Multi-factor authentication (MFA) is one of the most effective ways of securing user accounts in your Student Management System. In this article, we will go over how to enable MFA in your system.
TABLE OF CONTENTS
- What is Multi-Factor Authentication?
- Activating Multi-Factor Authentication
- Disabling Multi-Factor Authentication for a User
What is Multi-Factor Authentication?
MFA is a security measure that requires you to provide a combination of things to verify your identity. Typically, it requires a combination of a two or more of the following factors at the time of sign in:
- Something that you know (password, PIN, passphrase, security question)
- Something that you have (authenticator app, SMS, email, physical token)
- Something that you are (fingerprint, facial recognition, iris scan)
Having MFA enabled provides you with much more protection against bad actors trying to access your account. Even if they were to gain access to one piece of information (for example, your password), they will need to obtain other required information to gain access to your account.
This provides extra layers of security and makes it much less likely that your account will be compromised.
Your Student Management System supports MFA via the use of an authenticator app on your mobile device. Some popular choices for MFA authenticator apps are:
Activating Multi-Factor Authentication
MFA needs to be enabled on a per user basis and only the user themselves can set it up. After logging into your account, click on your Profile at the top right corner and click on Preferences.
You will now be on the Preferences page for your user account. Click on the Security tab and you should see a message stating that MFA has not been enabled yet.
If you don’t see the message shown above, MFA functionality will need to be activated on your site.
Contact your Customer Success Manager or Support to get this enabled.
Click on the Enable Multi-factor Authentication button. This will bring up a QR code that you must scan with an authenticator app on your mobile phone.
When you go to scan the QR code with your authenticator app, you will be provided with a 6-digit code to enter into your system.
After entering the provided 6-digit code into your system, click on the Enable button to switch on MFA functionality for your account.
Now when you log into your account, you will need to provide the 6-digit code from the authenticator app to successfully sign in.

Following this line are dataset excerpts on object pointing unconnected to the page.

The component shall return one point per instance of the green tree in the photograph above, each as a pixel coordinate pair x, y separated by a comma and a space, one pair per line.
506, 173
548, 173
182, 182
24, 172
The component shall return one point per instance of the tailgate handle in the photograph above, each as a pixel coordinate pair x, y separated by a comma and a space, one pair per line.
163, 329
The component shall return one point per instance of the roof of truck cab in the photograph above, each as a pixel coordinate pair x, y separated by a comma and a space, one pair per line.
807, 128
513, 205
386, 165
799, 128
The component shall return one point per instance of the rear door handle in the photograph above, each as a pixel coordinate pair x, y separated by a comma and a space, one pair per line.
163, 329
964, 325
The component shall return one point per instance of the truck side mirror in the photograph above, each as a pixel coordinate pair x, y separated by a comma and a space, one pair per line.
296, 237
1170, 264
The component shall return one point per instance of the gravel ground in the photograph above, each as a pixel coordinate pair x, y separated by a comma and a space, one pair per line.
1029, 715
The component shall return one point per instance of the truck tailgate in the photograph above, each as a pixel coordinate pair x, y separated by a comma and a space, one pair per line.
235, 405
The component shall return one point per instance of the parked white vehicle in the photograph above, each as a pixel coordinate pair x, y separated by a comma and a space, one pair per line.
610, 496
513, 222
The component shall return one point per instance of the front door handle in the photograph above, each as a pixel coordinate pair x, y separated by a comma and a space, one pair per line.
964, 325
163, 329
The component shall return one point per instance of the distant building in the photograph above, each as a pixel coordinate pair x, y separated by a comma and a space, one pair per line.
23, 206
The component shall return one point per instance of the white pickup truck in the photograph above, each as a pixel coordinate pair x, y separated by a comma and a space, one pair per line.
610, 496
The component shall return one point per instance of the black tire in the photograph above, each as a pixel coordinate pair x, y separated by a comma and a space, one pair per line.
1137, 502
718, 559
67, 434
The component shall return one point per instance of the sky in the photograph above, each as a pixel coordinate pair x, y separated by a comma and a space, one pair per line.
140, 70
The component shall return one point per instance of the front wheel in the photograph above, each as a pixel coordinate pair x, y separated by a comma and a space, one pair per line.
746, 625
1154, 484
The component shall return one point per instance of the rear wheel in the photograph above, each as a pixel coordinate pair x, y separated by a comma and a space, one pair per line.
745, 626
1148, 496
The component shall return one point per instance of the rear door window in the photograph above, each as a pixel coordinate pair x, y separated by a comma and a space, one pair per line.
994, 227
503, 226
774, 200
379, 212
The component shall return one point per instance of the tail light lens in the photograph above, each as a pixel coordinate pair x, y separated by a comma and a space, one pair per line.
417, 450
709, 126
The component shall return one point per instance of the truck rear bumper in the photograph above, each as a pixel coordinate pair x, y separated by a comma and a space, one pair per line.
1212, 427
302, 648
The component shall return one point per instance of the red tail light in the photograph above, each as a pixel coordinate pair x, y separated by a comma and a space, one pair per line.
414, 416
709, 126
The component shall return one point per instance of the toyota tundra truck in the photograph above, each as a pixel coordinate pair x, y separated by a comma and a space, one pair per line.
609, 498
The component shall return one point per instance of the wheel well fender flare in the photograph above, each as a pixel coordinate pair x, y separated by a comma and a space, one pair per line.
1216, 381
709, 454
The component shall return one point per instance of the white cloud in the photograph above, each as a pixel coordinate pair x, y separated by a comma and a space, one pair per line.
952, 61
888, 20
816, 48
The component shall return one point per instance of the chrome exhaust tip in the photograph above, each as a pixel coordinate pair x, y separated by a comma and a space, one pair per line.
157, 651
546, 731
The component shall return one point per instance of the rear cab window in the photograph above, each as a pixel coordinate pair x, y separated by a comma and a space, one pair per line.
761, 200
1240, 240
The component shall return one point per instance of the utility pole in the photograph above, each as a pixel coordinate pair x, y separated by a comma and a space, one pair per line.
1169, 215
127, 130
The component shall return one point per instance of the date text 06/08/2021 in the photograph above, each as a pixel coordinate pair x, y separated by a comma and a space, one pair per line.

When you log into the system after using MFA, you will only need to provide the 6-digit code again if one of the following is true:
- You have manually logged yourself out of the system.
- 7 days has passed since you last used MFA when logging in.
Disabling Multi-Factor Authentication for a User
MFA might need to be disabled on a user account for a variety of reasons. To do this, you need to go to the party profile for the user.
You can either search for it using the search bar or go to Administration → Security → Users.
Click on the Edit button to go to the edit page for their user account.
Uncheck the MFA Enabled checkbox and save your changes. This will disable MFA for that user and they will not need to provide a 6-digit code to login.